Второй пример — печальная история мученика и жертвы просвещения, купеческого сына Гаврилы, описанная М. П. Погодиным, который сам являет собой пример титанического труда на ниве просвещения — и как ученик, и как учитель, наставник, — в рассказе «Черная немочь» (1829 г.). Это свидетельство ценно и потому, что герой рассказа принадлежит к тому слою русского общества, который долго был отрезан от просвещения, и потому что оно убедительно изображает, как «мифопоэтическое» и фольклорное соединяется с «научным» и литературным. Отец, обеспокоенный состоянием сына, обращается к нему со своими тревогами и просьбой открыть причины происходящего с ним:
Теперь не могу без слез смотреть на тебя: задумчивость и уныние, начертанные на лице твоем, внушают в меня сострадание […] Излей же передо мной всю душу твою — скажи мне, отчего твоя грусть, тоска и печаль.

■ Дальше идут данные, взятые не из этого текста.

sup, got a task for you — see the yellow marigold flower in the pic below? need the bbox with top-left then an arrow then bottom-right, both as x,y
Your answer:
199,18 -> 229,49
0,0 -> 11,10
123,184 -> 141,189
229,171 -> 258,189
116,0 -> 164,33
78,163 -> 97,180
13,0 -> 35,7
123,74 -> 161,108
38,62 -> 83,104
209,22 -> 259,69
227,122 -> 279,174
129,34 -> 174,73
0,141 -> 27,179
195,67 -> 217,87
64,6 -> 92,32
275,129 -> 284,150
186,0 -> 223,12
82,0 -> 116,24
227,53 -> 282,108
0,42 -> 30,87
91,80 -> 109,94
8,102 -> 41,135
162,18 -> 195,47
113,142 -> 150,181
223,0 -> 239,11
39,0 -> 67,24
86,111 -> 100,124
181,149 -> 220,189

— Батюшко, я хочу учиться.
— Как, как! что такое, учиться? […]
— Да, батюшко, давно уже зародилась во мне это желание. Оно не дает мне покоя ни днем, ни ночью. За прилавком, в городе, за чайным столом в гостинице, дома в комнате, на улице середь прохожих, в церкви Божией, везде, всегда мерещутся мне вопросы, на которые отвечать я себе не в силах и которые, как демоны какие, беспрестанно уязвляют меня и мучат. Мне все хочется знать, знать […] и отчего солнце восходит и закатывается, и отчего месяц нарождается и опять убывает, и отчего звезды падают, и каким светом сияют они, отчего радуга блестит своими яркими цветами, отчего облака носятся, гром гремит, молния сверкает; отчего горы поднялись и опустилися долины, какою цепью соединяются на земле Божии твари, камни, травы и звери, почему каждая из них необходима; что такое человек, что он на земле делает, откуда он пришел, куда он идет, какое таинство открывается ему смертью; как мысль в голове зачинается и плодится, как выговаривается она словом; — отчего во всяком царстве есть крестьянин, мастеровой, купец и дворянин, как на один рубль, если он будет переходить из рук в руки, накупается столько ж, сколько и на миллион рублей, отчего бумага идет наравне с золотом; — всегда ли было так на земле, как теперь; как все это стало, лучше или хуже было прежде; везде ли так, как у нас; отчего разроднились народы, языки и веры; что такое счастие, несчастие, судьба, случай; что такое добро, зло, воля, разум, вера, что такое Бог…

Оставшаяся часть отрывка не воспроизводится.